US 12,387,718 B1
Removing bias from automatic speech recognition models using internal language model estimates
Nilaksh Das, Seattle, WA (US); Monica Lakshmi Sunkara, San Jose, CA (US); Sravan Babu Bodapati, Fremont, CA (US); Jinglun Cai, Seattle, WA (US); Devang Kulshreshtha, Montreal (CA); Jeffrey John Farris, Crystal Lake, IL (US); Nicholas G Aldridge, Seattle, WA (US); Srikanth Ronanki, San Jose, CA (US); and Katrin Kirchhoff, Seattle, WA (US)
Assigned to Amazon Technologies, Inc., Seattle, WA (US)
Filed by Amazon Technologies, Inc., Seattle, WA (US)
Filed on May 3, 2023, as Appl. No. 18/311,849.
Int. Cl.
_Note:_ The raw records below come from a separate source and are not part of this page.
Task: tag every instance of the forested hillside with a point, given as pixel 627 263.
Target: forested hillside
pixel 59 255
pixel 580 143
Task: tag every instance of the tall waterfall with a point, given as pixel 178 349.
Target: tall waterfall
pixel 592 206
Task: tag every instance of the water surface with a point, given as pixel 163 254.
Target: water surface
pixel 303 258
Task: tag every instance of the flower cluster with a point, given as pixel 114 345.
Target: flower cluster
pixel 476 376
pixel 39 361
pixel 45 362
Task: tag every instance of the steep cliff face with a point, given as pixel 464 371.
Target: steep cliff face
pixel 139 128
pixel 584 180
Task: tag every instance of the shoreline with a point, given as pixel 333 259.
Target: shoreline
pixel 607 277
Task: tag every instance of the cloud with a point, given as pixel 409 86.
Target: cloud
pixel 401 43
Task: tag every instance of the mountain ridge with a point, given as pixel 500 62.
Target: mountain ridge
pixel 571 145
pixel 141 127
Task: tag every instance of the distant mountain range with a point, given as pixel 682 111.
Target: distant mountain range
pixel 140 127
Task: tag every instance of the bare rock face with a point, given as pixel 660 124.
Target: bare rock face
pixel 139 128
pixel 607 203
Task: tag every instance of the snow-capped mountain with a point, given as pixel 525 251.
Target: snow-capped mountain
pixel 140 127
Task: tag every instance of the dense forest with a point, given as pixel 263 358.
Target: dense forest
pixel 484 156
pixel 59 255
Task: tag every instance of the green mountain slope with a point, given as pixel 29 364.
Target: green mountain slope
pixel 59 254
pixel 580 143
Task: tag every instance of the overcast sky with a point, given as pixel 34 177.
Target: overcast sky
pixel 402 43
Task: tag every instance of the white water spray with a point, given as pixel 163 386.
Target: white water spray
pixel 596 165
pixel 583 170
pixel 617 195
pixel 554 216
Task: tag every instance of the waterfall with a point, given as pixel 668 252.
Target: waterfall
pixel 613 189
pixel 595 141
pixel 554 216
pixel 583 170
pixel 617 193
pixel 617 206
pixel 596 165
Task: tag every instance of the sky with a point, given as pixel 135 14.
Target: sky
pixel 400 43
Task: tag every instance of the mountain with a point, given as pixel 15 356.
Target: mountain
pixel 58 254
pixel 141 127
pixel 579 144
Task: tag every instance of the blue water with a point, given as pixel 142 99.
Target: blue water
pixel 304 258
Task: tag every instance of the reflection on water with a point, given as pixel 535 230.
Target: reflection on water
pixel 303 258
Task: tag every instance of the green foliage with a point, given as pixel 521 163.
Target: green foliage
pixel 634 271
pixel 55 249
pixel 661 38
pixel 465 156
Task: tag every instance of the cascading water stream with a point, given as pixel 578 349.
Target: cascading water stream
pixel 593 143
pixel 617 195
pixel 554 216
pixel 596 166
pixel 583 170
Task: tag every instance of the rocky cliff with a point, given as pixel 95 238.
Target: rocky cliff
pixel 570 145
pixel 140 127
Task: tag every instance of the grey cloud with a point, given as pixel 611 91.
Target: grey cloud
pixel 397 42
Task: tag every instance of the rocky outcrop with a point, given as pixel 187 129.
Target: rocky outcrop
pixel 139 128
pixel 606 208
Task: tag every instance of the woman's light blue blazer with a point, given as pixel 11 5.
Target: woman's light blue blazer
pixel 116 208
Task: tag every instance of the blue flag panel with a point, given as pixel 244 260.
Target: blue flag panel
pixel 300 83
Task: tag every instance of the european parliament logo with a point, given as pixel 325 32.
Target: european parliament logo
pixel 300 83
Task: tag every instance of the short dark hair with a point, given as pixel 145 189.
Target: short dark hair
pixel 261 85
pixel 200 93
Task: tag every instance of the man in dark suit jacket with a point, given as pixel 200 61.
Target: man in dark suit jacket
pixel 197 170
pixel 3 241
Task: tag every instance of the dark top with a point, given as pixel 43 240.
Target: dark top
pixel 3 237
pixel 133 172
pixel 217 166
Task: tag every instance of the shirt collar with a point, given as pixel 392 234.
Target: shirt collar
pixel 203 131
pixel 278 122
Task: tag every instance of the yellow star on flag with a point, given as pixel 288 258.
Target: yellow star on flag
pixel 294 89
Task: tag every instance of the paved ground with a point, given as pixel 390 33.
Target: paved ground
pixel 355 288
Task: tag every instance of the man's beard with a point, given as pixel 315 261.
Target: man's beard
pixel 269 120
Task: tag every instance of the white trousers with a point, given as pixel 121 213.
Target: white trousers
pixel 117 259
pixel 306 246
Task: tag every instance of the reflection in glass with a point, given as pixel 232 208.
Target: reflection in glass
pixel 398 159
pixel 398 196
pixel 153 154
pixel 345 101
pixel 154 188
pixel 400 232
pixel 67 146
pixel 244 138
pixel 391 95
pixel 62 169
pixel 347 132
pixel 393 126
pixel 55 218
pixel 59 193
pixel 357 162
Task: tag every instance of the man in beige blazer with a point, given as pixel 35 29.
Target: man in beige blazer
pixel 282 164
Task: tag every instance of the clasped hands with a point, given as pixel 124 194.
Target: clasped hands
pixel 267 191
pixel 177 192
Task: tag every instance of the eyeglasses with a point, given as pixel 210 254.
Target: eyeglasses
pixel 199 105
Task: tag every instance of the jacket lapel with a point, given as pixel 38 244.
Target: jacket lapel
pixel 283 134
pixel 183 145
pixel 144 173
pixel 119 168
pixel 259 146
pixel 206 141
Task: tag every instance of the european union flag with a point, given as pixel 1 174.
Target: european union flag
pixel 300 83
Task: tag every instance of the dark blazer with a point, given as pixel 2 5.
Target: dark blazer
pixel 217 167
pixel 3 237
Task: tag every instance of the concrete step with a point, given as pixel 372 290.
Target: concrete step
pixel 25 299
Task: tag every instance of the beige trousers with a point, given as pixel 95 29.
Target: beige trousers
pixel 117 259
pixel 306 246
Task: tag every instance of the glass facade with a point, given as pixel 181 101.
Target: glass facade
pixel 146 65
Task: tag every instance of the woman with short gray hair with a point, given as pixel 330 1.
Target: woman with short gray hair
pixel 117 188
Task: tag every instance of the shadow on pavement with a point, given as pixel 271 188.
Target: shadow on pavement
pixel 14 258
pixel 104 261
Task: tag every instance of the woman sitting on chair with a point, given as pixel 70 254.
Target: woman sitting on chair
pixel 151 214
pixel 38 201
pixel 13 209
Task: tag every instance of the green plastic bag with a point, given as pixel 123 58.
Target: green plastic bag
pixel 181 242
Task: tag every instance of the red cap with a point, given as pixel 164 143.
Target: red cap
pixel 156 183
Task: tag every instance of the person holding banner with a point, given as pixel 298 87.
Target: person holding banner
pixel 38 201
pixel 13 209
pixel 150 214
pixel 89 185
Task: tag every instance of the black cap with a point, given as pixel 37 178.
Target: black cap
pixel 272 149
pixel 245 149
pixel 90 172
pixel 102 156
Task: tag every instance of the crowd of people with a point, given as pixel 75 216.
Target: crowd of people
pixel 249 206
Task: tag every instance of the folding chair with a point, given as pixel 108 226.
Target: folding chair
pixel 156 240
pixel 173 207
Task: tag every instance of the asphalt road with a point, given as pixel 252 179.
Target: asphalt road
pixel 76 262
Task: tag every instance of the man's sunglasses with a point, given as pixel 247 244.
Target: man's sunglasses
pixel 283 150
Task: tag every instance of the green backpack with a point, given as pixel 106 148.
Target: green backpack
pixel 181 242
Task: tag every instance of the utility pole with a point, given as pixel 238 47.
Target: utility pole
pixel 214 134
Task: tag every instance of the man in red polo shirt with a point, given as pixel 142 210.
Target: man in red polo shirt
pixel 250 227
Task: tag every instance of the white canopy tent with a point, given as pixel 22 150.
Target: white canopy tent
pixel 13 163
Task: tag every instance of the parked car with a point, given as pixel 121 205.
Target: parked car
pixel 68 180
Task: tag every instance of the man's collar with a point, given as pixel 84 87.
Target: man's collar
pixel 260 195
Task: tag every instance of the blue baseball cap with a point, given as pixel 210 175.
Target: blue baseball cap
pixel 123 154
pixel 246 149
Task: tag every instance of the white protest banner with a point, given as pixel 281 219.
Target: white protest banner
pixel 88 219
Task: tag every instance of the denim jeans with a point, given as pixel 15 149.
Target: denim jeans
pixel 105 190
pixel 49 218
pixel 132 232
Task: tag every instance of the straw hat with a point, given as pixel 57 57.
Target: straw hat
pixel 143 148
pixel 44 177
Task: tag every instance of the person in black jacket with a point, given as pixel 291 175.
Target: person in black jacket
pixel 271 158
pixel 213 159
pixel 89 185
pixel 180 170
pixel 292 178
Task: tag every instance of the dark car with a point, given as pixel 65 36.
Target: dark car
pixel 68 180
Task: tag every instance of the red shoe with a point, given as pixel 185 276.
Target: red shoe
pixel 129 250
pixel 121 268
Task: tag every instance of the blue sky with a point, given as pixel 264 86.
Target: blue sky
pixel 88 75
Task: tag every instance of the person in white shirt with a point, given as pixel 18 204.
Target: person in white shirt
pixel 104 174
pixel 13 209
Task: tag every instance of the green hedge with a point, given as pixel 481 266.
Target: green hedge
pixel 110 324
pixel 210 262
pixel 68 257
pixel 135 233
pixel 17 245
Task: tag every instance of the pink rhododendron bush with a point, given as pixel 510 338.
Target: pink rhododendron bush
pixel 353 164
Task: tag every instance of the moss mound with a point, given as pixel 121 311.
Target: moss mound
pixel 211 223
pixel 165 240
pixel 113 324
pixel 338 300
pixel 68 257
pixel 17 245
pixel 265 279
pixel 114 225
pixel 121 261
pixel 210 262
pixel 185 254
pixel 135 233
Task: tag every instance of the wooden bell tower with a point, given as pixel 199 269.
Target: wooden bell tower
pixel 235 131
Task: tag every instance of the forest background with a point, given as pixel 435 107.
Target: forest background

G10L 15/16 (2006.01); G10L 15/08 (2006.01)
CPC G10L 15/16 (2013.01) [G10L 2015/081 (2013.01)] 20 Claims
OG exemplary drawing
 
1. A system, comprising:
at least one processor; and
a memory, storing program instructions that when executed by the at least one processor, cause the at least one processor to implement a speech recognition system, configured to:
receive audio data to recognize speech in the audio data;
cause the audio data to be processed through a machine learning model trained for speech recognition that outputs original token predictions corresponding to respective words recognized in the audio data by the machine learning model;
generate a plurality of masked versions of the audio data, wherein individual ones of plurality of masked version of the audio data comprise different respective masked portions of the audio data;
cause the plurality of masked versions of the audio data to be processed through the machine learning model to output internal language model estimation token predictions corresponding to respective words recognized in the plurality of masked versions of the audio data by the machine learning model;
compare the internal language model estimation token predictions with the original token predictions to determine modifications to one or more of the original token predictions according to differences between the internal language model estimation token predictions with the original token predictions that are above difference threshold;
apply the modifications to the one or more original token predictions; and
generate a speech prediction in the audio data according to the original token predictions including the modified one or more original token predictions.